Here are some key takeaways from their RFC:
“We have a prototype of a source code rewriting tool that uses static analysis methods to apply security hardening across whole C++ codebases. We want to complete and upstream the tool. We are starting to work on other tools that need to reason about source code across large C, Objective-C and C++ projects. We also have a long-standing goal of enhancing the Clang Static Analyzer with analyses across translation units to improve its accuracy and precision, thereby reducing false positive rates. While there is an existing effort for cross-translation-unit analysis in Clang based on ASTImporter, we don’t think it models the software build with the accuracy we need, and it won’t be able to support the scale of the projects we target. This motivates us to create a summary-based cross-translation unit static analysis framework that would cover common needs of tools we want to create.

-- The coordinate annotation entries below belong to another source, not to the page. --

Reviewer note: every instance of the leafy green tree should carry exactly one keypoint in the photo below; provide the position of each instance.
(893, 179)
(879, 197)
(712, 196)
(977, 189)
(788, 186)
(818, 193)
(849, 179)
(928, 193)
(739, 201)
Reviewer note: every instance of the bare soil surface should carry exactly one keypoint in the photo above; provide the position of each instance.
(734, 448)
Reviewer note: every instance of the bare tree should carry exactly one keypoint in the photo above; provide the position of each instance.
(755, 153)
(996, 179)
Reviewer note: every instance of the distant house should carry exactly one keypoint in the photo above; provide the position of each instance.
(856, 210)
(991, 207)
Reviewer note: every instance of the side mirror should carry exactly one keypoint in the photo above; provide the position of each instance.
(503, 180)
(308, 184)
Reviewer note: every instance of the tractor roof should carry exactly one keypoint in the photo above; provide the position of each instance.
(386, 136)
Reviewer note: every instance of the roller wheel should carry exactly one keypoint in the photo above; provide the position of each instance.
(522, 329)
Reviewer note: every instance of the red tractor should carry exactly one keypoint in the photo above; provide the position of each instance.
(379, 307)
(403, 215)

We plan to use it immediately to develop the tools mentioned above and other tools in the future. We intend to design and implement the framework incrementally in parallel with the initial client tools to make sure we are building the right thing.

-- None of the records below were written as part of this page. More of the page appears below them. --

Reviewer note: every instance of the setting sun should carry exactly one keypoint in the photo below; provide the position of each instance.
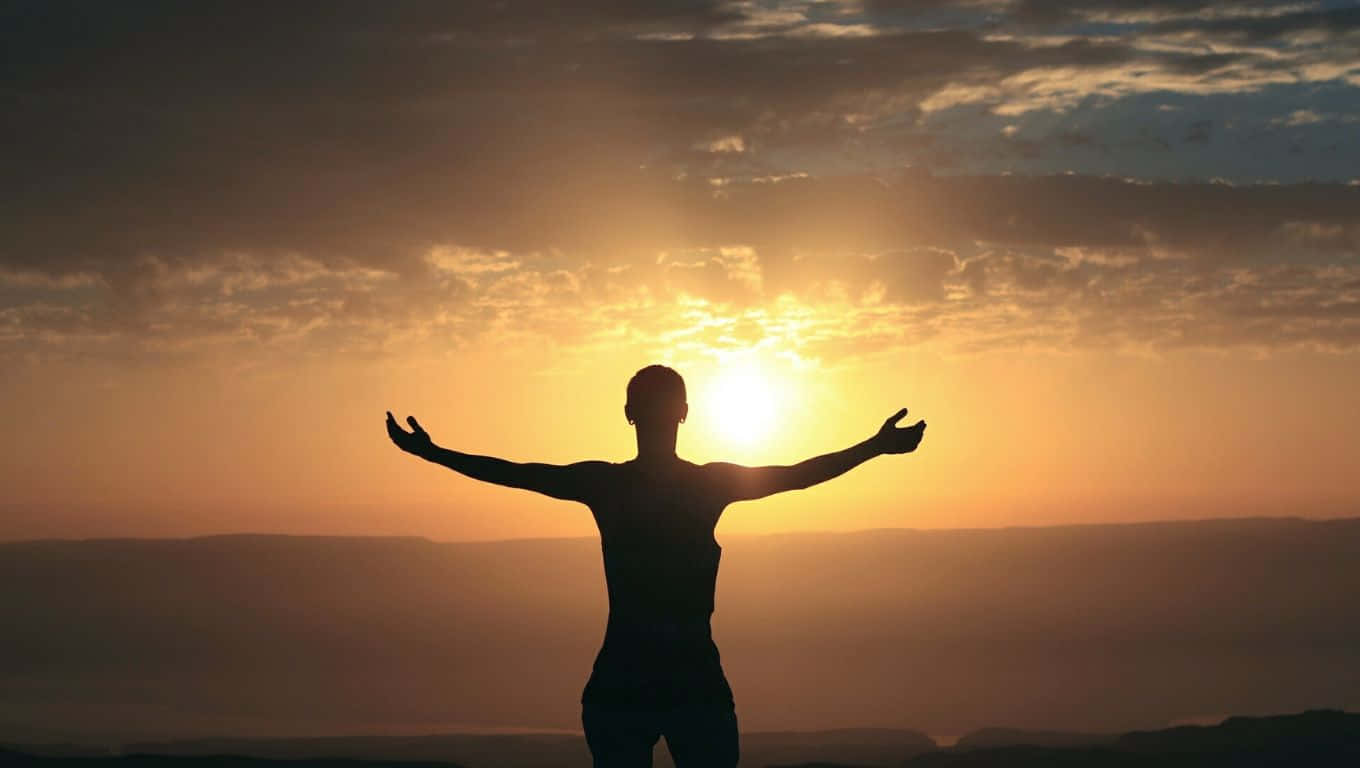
(741, 404)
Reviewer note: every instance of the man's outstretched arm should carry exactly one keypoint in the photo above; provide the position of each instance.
(561, 481)
(744, 483)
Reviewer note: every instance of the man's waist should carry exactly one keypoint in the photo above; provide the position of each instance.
(660, 624)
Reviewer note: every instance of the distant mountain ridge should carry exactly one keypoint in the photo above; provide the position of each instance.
(272, 636)
(1307, 740)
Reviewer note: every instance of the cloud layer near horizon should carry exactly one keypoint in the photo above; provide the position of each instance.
(824, 176)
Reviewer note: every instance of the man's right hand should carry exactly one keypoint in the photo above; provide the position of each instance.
(892, 439)
(414, 442)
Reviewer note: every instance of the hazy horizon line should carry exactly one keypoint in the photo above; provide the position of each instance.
(736, 534)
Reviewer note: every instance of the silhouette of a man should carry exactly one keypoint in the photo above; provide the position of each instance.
(657, 672)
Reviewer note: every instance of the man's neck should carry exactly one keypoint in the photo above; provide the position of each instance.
(657, 446)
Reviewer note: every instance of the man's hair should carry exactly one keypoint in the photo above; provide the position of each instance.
(652, 389)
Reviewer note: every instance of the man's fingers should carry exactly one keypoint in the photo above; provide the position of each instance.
(895, 417)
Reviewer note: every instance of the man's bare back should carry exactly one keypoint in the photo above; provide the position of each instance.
(658, 672)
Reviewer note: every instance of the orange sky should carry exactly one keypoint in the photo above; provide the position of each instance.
(1016, 438)
(1110, 254)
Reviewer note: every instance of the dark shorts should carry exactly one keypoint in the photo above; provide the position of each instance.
(698, 737)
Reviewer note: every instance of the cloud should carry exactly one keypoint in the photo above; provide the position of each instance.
(265, 176)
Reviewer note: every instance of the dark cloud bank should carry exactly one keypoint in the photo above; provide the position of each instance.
(256, 173)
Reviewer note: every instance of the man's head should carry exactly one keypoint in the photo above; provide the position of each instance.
(656, 397)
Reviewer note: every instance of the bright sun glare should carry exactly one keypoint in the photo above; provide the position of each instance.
(741, 404)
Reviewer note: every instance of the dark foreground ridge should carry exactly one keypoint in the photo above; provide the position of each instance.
(1314, 738)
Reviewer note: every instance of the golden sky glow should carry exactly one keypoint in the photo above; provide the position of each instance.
(1032, 226)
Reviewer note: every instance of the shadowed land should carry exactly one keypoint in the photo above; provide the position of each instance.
(1087, 628)
(1317, 738)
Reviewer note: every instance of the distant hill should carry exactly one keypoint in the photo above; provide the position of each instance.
(1100, 628)
(1309, 740)
(876, 746)
(992, 738)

This RFC is intended to kick off the development; it presents the high level ideas. We will post follow-up RFCs for each tool as well as specific proposals for parts of the design.
Problem
We intend to develop a number of tools based on static analysis methods that will need to infer, represent, and analyze facts about program entities of large software projects composed of numerous separately built targets. The tools will need to accurately represent relations within all the input source code of such software. They will need an efficient way to infer, represent, process, aggregate, and consume metadata about large amounts of code in order to implement the specific analyses.Proposal
We will create a new framework that static analysis tools and source code rewriting tools can use to reason about the source code of large software projects. The framework will consist of new APIs, new data formats, new tools, and possibly new features in clang.”
Those interested in the topic around a scalable static analysis framework itself can find the RFC proposal and details via the LLVM Discourse. It will be interesting to see where this leads and ultimately Apple’s tool to help security harden large C++ codebases.